A PM diz que foi recebida a tiros quando iniciava uma “operação emergencial” com o objetivo de prender chefes de uma facção criminosa que estariam escondidos na comunidade. Segundo a polícia, chefes de outras favelas, como Jacarezinho, Mangueira, Providência, Salgueiro e até de Estados do Norte e do Nordeste estariam abrigados na Vila Cruzeiro. 

A polícia afirmou também que a maior parte das vítimas era considerada suspeita. Uma das vítimas é Gabriele Ferreira da Cunha, de 41 anos, atingida por uma bala perdida. As autoridades informaram que uma perícia será feita no local onde a moradora foi morta, mas não onde as outras pessoas foram atingidas.

Segundo moradores, a operação começou pouco depois das 4 horas da manhã, com o apoio de um helicóptero blindado. Por causa da operação, onze escolas da região foram fechadas. Os confrontos se concentraram na parte alta da Vila Cruzeiro, perto de uma área de mata. Foram apreendidos onze fuzis, quatro pistolas e uma granada, além de dez motocicletas e seis carros.
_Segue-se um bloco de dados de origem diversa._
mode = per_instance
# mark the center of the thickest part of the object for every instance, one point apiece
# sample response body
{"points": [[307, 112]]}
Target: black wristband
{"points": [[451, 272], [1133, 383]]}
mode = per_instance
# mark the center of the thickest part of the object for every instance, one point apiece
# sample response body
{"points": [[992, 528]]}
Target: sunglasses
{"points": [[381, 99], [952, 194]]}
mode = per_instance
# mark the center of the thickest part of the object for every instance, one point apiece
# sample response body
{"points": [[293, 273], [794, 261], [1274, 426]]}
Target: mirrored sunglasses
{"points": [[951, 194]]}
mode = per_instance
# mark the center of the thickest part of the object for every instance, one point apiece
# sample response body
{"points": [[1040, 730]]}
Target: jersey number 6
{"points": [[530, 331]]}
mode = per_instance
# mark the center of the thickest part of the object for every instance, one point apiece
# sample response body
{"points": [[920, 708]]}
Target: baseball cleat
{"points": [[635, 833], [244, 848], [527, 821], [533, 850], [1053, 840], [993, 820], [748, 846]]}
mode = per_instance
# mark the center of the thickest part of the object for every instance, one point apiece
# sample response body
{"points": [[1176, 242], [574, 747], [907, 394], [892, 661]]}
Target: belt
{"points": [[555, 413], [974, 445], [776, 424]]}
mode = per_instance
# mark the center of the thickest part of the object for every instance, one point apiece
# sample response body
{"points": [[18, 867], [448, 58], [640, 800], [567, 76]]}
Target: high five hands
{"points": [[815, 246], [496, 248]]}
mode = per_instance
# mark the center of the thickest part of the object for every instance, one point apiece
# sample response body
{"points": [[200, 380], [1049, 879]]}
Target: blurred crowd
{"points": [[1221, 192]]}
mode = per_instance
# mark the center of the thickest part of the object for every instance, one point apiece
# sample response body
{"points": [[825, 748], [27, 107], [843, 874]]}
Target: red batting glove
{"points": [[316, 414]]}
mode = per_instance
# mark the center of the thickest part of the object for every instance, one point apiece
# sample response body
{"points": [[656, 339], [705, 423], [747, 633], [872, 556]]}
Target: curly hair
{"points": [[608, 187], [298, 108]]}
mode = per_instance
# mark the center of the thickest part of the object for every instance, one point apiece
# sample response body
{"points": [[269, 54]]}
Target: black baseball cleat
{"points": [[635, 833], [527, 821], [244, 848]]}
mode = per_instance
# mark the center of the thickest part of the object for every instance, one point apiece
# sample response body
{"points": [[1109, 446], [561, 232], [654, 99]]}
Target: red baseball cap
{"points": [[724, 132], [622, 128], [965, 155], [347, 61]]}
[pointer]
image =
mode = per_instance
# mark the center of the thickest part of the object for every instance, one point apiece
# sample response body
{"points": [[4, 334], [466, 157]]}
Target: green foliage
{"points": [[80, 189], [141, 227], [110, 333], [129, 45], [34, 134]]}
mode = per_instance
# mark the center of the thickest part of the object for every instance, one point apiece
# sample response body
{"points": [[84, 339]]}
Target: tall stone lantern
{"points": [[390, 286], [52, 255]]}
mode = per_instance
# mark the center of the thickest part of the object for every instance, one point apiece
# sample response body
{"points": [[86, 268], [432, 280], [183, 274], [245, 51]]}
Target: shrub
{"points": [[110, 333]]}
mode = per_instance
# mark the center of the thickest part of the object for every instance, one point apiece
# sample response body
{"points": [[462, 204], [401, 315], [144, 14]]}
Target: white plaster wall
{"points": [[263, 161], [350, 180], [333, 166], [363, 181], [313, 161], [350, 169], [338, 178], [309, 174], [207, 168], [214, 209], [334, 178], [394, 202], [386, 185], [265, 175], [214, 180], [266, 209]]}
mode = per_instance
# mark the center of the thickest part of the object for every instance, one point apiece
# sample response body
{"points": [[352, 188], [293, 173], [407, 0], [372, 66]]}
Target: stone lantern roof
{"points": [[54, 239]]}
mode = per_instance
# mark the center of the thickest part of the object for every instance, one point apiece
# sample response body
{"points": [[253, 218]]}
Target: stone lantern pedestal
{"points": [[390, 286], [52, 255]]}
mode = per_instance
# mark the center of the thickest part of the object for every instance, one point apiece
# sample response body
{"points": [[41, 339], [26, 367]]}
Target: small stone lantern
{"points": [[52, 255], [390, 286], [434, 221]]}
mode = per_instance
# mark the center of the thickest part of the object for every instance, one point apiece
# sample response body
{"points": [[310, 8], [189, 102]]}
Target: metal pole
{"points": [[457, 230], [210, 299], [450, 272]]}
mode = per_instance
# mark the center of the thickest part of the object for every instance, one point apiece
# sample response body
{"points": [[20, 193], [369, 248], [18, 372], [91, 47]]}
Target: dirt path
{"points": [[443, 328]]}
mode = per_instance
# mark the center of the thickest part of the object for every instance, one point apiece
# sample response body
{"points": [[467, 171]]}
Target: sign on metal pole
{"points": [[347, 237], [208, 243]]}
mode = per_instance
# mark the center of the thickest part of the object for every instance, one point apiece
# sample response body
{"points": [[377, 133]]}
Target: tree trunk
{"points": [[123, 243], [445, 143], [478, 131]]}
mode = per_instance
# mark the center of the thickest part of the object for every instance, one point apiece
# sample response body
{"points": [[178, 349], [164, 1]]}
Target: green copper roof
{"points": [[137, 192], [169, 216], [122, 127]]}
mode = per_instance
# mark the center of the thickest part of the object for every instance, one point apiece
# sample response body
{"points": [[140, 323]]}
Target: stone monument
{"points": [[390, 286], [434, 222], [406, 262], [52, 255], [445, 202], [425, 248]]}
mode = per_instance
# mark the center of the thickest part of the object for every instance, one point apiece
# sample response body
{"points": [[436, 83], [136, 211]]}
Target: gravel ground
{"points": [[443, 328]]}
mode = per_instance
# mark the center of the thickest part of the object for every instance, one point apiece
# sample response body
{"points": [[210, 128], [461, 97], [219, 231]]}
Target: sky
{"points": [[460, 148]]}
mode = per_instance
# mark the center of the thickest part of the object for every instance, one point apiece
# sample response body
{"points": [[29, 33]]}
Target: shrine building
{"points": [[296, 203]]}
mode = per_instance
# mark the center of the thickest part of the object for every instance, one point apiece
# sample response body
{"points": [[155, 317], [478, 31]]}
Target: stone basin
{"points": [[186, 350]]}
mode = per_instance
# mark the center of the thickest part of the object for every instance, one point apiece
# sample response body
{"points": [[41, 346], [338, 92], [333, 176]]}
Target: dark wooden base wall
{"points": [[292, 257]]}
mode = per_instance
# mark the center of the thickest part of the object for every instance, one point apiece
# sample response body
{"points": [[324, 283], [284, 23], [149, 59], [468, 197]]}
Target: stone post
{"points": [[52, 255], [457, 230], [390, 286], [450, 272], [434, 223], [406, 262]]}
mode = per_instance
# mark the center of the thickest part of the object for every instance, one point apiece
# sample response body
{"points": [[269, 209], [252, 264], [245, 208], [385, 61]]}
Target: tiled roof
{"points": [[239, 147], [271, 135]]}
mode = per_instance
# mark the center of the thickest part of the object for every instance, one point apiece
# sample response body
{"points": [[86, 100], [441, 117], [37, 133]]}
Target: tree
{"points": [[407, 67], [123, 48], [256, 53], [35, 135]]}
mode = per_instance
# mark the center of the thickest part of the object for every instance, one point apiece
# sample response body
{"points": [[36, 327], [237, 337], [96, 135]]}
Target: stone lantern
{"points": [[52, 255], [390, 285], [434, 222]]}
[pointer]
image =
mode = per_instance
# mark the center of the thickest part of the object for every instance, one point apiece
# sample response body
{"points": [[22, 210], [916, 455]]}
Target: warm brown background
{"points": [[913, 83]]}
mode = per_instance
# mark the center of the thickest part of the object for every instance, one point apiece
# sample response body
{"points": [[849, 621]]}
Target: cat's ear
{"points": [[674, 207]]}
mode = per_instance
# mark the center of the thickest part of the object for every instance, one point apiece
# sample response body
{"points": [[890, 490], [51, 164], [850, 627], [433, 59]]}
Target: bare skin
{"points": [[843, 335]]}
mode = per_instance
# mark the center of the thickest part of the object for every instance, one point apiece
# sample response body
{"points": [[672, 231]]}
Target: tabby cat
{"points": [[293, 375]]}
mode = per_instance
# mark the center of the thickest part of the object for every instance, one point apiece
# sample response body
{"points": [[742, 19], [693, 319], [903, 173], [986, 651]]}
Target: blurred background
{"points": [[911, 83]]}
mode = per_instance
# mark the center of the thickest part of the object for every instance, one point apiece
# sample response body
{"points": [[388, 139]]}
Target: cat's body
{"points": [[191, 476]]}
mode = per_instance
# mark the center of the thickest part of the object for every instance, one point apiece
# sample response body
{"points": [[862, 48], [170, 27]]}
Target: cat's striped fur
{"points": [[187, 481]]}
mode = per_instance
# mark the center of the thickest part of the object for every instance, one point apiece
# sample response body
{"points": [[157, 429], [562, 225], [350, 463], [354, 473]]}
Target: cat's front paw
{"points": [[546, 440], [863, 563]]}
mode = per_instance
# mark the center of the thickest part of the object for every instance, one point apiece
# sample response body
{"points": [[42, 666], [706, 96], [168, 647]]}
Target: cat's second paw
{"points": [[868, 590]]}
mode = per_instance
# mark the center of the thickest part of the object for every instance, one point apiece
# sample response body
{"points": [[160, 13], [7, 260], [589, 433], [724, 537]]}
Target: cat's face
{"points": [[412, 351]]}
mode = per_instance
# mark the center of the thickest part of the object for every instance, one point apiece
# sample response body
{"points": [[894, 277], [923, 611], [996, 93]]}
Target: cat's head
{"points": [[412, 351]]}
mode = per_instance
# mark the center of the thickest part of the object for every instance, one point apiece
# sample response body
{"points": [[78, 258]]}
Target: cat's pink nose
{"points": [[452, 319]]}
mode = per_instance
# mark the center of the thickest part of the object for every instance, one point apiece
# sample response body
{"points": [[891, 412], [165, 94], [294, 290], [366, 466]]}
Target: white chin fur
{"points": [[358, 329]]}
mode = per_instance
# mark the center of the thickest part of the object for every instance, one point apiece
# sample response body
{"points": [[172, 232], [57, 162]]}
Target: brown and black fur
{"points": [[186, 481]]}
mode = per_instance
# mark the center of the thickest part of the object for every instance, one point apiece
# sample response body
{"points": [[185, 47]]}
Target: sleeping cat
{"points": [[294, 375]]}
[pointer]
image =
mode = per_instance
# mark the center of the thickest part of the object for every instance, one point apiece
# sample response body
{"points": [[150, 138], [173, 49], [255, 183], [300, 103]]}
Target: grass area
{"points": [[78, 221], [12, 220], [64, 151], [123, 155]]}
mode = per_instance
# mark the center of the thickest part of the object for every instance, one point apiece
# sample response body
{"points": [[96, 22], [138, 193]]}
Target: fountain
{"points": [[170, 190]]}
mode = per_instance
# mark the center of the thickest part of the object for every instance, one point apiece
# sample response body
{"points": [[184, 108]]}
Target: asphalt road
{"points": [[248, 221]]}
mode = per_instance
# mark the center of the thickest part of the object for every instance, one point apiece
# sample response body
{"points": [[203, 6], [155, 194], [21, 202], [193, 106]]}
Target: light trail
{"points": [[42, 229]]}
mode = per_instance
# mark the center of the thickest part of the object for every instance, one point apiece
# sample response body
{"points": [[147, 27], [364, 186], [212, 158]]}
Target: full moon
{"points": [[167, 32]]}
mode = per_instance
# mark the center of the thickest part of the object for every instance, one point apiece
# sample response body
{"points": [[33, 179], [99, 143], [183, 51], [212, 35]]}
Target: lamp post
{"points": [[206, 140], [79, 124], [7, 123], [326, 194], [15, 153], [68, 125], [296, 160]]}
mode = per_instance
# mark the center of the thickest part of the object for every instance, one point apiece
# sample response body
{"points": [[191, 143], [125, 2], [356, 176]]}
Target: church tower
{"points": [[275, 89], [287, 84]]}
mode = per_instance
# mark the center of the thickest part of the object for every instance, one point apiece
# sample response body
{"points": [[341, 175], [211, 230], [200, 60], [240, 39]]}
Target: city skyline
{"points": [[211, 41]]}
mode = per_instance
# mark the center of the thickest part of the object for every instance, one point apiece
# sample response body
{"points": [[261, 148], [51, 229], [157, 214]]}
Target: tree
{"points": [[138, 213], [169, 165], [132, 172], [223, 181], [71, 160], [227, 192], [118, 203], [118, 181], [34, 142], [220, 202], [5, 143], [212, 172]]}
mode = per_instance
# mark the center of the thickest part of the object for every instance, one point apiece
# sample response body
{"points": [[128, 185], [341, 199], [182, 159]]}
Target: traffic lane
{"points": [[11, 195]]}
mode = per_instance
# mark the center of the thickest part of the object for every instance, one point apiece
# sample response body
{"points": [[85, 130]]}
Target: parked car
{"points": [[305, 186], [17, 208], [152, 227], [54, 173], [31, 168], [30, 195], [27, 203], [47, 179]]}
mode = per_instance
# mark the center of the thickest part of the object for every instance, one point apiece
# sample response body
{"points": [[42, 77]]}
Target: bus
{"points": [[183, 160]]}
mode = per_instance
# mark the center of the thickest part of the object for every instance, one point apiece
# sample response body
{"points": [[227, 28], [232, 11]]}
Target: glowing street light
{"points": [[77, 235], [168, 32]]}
O porta-voz da PM, major Ivan Blaz, em entrevista à TV Globo, lamentou a morte de Gabriele. “Foi a perda de uma vida inocente”, afirmou. “A gente não vai ter um grande êxito numa operação quando temos a morte de uma inocente.” No entanto, disse Blaz, “infelizmente é necessário que a gente faça uma operação como essa. Não é normal criminosos atuarem nessas comunidades com armas de guerra”.

Conforme a PM, a operação foi feita em caráter emergencial depois que a polícia detectou que havia uma reunião de chefes do Comando Vermelho na comunidade. “Estamos falando de uma facção criminosa que é responsável por mais de 80% dos confrontos armados do Rio”, disse.

“Essa facção que atua na Vila Cruzeiro, no Jacarezinho, no Chapadão e em Salgueiro, tem uma política expansionista, é uma ideologia de guerra, de enfrentamento e de confronto. Não só contra as forças policiais, mas também contra outras quadrilhas, Não bastasse isso, eles agora estão hospedando criminosos de outros Estados que, daqui do Rio, dão ordens para que homicídios sejam cometidos em outras regiões do País. Desarticular essa quadrilha é fundamental e, logicamente, a vítima inocente morta no início da operação tira a ação altruísta que tínhamos", acrescentou o major. 

Apuração
O Núcleo de Controle Externo da Atividade Policial do Ministério Público Federal no Rio de Janeiro, instaurou um procedimento investigatório criminal para apurar 'eventuais violações e as responsabilidades' de agentes da PF e da PRF durante operação conjunta com o Bope da PM, na Vila Cruzeiro, na Penha.

"Em 11 de fevereiro deste ano, no mesmo lugar, houve oito vítimas fatais em outra operação com participação da PRF", lembrou o procurador Eduardo Benones, titular do Núcleo de Controle Externo da Atividade Policial no Rio de Janeiro.